When your camera moves, it drags and blurs the image as a whole, but in a traceable way. Let’s say you take a photo and someone bumps your shoulder. Your entire image will be blurred, but in the motion that your arm took as a result of that bump. In contrast, when a subject in a shot moves and creates motion blur, only that subject is blurred while the remainder of the image remains in focus.
Camera Shake Reduction uses an algorithm that is capable of tracing the path of a camera’s movement through a shake, then compressing that path into one un-blurred image. While using the filter, you can determine where on the image you want to focus on getting the best blur removal, then the software is able to trace the path of the blur and remove it. It’s really awesome and works pretty darn well. Remember though: “garbage in, garbage out.” That means that if what you put into the filter is really badly blurred, it can only be fixed so much. This tool is going to be used best to make small adjustments, like when an image looks perfect in your LCD, but is obviously blurred when you finally get it into Photoshop. That kind of image usually gets thrown away, but Camera Shake Reduction is a step in the right direction to save otherwise unuable images.

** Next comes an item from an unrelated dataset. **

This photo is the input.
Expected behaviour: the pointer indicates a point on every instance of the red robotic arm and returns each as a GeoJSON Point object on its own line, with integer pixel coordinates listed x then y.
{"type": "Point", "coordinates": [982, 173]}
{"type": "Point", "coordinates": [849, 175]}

What the filter can’t fix is motion blur because motion blur doesn’t affect an image as a whole, but only a segment of the image. The algorithm isn’t designed to fix parts of an image, and though it may fix some motion blur images, Adobe makes no claim that this is normal. Those of you who were ready to cry foul about how this filter is going to contribute to “fauxtographers” and legitimizing poor shots need not worry: you still need skill in order to get the most out of the software. Again, “garbage in, garbage out.”
Great followup on the previous article surrounding this new filter. Thanks!
Damn! And here I thought I would finally become a legitimate fauxtographer...
Is this translational only, or also rotational?
I think this is the paper. They use edge detection to construct the Radon Transform, and then invert the transform. Unless the implementation divides the image into regions, and finds a blur kernel for each region (then interpolate), it looks like this alg is only translational... Which also means it doesn't do out-of-focus images...
http://people.csail.mit.edu/taegsang/Documents/RadonTransform_CVPR2011.pdf
Any documentation for the Camera Shake Reduction?
Hi, Anders: here's the documentation for the Camera Shake Reduction feature:
http://helpx.adobe.com/photoshop/using/reduce-camera-shake-induced-blurr...
I was asking for documentation, ie "how it works"/"what algorithm is implemented", not "how to use it".